Der Brexit hat diesem Image einen schweren Schaden zugefügt. Großbritannien wirkt auf einmal altbacken und entscheidungsschwach. Die demokratischen Institutionen scheinen keine Politik mehr zu machen, sondern sich nur noch in taktischen Spielchen selbst zu beschädigen. Der Tag des parlamentarischen Revivals am 27. März verstärkt das aus Sicht der Presse noch zusätzlich. Überall dominieren die Schlagzeilen über das Versagen des Hauses, das frei nach Goethe stets nur verneint, weil ohnehin im Brexit alles zugrunde geht. Einige der konservativen Abgeordneten bliesen ins gleiche Horn und warnten davor, dass das eigene Land zur internationalen Lachnummer werde.

Doch aus demokratischer Perspektive ist der 27. März ein wichtiger Tag, denn er markiert möglicherweise den Beginn eines ernsthaften gesellschaftlichen Dialogs zum Brexit. Gut 1000 Tage nach dem Referendum und zwei Tage vor dem eigentlich geplanten Austritt, führten Abgeordnete aller Parteien erstmals einen ernsthaften, reflektierten und nachdenklichen Dialog miteinander. Sie warben für die eigenen Präferenzen, ohne die anderen Optionen zu verdammen. Sie gingen auf Wortmeldungen von Kolleginnen und Kollegen ein, um konstruktiv darauf aufzubauen. Die meisten Beiträge verdeutlichten die ehrliche Sorge darüber, wie es mit dem Land weitergehen kann und wie man als parlamentarische Vertretung der Bürgerinnen und Bürger verantwortlich mit der Bredouille umgehen kann, in der man steckt.

Die Ignoranz hinsichtlich demokratischer Institutionen und Procedere zeigte sich bei May auch in ihrem bislang letzten Zug.

Das war ein wohltuender Kontrast zur Premierministerin, die nicht zu Unrecht den Beinamen Maybot bekommen hat. Anstatt selbst diesen Prozess der Kompromissfindung zu initiieren und damit zu einem für alle akzeptablen Ergebnis zu kommen, verdeutlichte sie in diesen Wochen wieder einmal, wie wenig sie auf demokratische Willensbildungsprozesse gibt: Mitten in den Bemühungen, weitere Abgeordnete von ihrem Deal zu überzeugen, stellte sie sich am 20. März vor die Kameras und hielt eine Ansprache an das britische Volk, die mit trumpesk noch freundlich umschrieben ist. In ihrer fast schon bizarren Attacke versicherte sie den Zuschauern, dass sie auf ihrer Seite sei. Genau wie die Bürger sei auch sie der Ränkespiele der Parlamentarierinnen und Parlamentarier überdrüssig, die sich für nichts entscheiden könnten und lediglich den Brexit verzögern würden.
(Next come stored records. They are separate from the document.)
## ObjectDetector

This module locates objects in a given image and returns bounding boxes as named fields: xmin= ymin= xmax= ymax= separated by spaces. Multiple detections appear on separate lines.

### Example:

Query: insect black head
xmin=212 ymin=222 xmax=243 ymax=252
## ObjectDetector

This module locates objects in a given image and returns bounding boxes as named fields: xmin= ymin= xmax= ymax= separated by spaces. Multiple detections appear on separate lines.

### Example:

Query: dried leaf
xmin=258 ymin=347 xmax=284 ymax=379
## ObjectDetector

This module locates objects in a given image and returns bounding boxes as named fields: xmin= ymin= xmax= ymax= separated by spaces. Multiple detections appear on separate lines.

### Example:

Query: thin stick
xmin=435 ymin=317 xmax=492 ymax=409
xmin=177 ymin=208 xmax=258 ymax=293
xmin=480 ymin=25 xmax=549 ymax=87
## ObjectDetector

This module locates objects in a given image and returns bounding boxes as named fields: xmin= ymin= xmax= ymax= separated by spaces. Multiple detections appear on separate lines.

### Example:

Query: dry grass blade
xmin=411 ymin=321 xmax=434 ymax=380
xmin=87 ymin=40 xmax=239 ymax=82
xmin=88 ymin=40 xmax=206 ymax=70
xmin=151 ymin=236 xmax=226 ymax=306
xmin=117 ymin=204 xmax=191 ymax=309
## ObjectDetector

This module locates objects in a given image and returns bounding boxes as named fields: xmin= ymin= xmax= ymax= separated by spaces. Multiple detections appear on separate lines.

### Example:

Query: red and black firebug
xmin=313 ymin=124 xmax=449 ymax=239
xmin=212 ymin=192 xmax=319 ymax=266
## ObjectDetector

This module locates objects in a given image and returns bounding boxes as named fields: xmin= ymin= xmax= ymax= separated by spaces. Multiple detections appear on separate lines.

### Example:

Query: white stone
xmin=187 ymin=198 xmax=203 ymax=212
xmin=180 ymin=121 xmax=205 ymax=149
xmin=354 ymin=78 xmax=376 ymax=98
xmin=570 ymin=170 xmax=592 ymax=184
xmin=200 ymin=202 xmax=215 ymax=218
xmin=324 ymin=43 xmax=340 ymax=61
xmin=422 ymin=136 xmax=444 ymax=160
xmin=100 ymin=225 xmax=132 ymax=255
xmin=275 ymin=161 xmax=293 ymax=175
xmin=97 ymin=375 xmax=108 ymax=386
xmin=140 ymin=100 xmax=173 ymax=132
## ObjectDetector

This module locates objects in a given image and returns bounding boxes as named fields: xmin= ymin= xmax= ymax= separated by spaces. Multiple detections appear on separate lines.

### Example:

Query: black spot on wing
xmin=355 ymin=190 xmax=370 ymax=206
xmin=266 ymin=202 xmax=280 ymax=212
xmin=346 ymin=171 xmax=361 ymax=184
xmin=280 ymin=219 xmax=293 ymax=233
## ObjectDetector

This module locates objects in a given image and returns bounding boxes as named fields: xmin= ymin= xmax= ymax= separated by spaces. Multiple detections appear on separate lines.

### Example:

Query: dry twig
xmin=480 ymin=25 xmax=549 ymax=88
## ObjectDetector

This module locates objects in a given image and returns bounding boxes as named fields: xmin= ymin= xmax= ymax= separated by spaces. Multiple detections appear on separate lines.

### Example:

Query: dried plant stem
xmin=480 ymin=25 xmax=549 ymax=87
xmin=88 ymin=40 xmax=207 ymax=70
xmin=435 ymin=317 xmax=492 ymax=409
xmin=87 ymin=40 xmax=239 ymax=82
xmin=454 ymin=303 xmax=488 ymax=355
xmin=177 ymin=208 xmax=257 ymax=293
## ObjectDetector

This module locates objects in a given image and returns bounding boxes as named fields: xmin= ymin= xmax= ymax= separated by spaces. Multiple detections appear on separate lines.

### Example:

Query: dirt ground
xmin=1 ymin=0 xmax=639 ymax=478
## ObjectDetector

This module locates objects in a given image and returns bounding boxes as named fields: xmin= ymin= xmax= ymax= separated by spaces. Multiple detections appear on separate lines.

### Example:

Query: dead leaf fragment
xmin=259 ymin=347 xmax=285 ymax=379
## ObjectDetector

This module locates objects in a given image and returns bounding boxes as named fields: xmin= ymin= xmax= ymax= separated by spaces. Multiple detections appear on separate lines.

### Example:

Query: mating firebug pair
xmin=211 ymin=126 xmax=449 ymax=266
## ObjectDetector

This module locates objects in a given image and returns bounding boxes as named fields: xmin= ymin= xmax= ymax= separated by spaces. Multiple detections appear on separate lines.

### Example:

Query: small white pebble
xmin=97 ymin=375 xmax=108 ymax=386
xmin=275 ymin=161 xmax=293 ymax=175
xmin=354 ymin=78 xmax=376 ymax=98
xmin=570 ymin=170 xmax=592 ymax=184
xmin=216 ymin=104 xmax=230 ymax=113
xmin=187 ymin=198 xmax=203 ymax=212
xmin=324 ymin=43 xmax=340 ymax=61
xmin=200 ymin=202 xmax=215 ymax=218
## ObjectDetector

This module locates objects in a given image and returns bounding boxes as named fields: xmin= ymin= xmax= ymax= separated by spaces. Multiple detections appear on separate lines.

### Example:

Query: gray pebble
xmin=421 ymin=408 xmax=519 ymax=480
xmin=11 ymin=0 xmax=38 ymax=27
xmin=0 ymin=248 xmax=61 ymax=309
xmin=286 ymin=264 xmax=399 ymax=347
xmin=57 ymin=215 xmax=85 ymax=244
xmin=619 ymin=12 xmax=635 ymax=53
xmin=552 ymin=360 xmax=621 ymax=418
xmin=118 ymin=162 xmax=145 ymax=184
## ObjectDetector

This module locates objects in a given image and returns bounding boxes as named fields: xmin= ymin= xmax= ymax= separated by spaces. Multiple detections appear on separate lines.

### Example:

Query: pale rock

Die Labour-Abgeordnete Lisa Nandy bezeichnete diese Rede später als „Angriff auf die liberale Demokratie“. May stellte sich damit in eine Reihe mit vorherigen Attacken auf öffentliche Angestellte, denen ebenfalls vorgeworfen wurde, dass sie – in ihrer Mehrheit für den Verbleib in der EU – Verrat am Brexit üben wollten. Die Schlagzeile der Daily Mail „Enemies of the People“ gegen die Richter, die entschieden hatten, dass das Parlament am Brexit substantiell beteiligt werden müsse, markiert einen der frühen negativen Höhepunkte dieser Auseinandersetzung.

Aber die Ignoranz hinsichtlich demokratischer Institutionen und Procedere zeigte sich bei May auch in ihrem bislang letzten Zug. Anstatt im Parlament den Diskussionen über die indikativen Abstimmungen zu folgen, versammelte sie ihre Fraktion in einem stickigen Raum in Westminster und bot ihr das ultimative Opfer an. Sollte es eine Mehrheit für ihr Abkommen geben, werde sie die nächsten Verhandlungen mit der EU – über die langfristigen Beziehungen – nicht mehr führen, sondern zurücktreten.

Johnsons inniger Wunsch „Kalif anstelle des Kalifen zu werden“ wirkt offenbar Wunder der Autosuggestion.

Prompt erschien beispielsweise dem ehemaligen Außenminister Johnson der Deal, den er bislang als Gang in den Vasallenstaat verurteil hatte, als zustimmungswürdig. Sein inniger Wunsch „Kalif anstelle des Kalifen zu werden“ - sprich endlich Premierminister zu werden -, wirkt offenbar Wunder der Autosuggestion. Aber zurück zu May: Anstatt in einen offenen Diskurs mit dem Parlament über die Zukunft des Landes zu treten, bietet sie in einem Hinterzimmer die Übergabe der Macht in der eigenen Partei an. Mit größerer Geringschätzung kann man als vom Parlament eingesetzte Premierministerin dieses kaum behandeln.

Trotzdem, aber auch deshalb, wird es kaum eine Mehrheit für ihren Vorschlag geben. Die Stimmen, die sie mit Johnson und Konsorten auf der einen Seite gewonnen hat, verliert sie auf der anderen Seite bei den Labourabgeordneten, die sie als Ausgleich für die eigenen Fraktionshardliner braucht. Die Aussicht mit ihrer Zustimmung zu Mays Deal den Steigbügelhalter für Johnson oder einen anderen Brexiteer zu geben, schreckt ab. Und so steht das Land beinahe wieder da, wo es eigentlich schon seit dem Referendum steht: Niemand weiß, wo es hingehen könnte, aber jeder streitet vehement dafür.

Das zarte Pflänzchen des demokratischen Dialogs, der im Parlament begonnen hat, droht schnell wieder unter den Rädern des parteitaktischen Kalküls zermahlen zu werden. Denn es kommt zu spät und das Klima ist schon zu aufgeheizt, als dass es gedeihen könnte. Man ist doch wieder ans Autofahren erinnert: Den Deal zu verhandeln, dann damit zu scheitern und ganz am Ende vorsichtig zu eruieren, was eigentlich mehrheitsfähig sein könnte – das erinnert an eine politische Geisterfahrt. Andersherum hätte es was werden können und es ist nicht ausgeschlossen, dass das Unterhaus dies auch bald so sieht und die Brexituhren zurückdreht. Mit einer substantiellen Verlängerung könnte man den Prozess noch einmal umdrehen und so vollziehen, wie es den demokratischen Traditionen des Landes gerecht wird. Aber vielleicht ist das selbst für die Briten zu exzentrisch.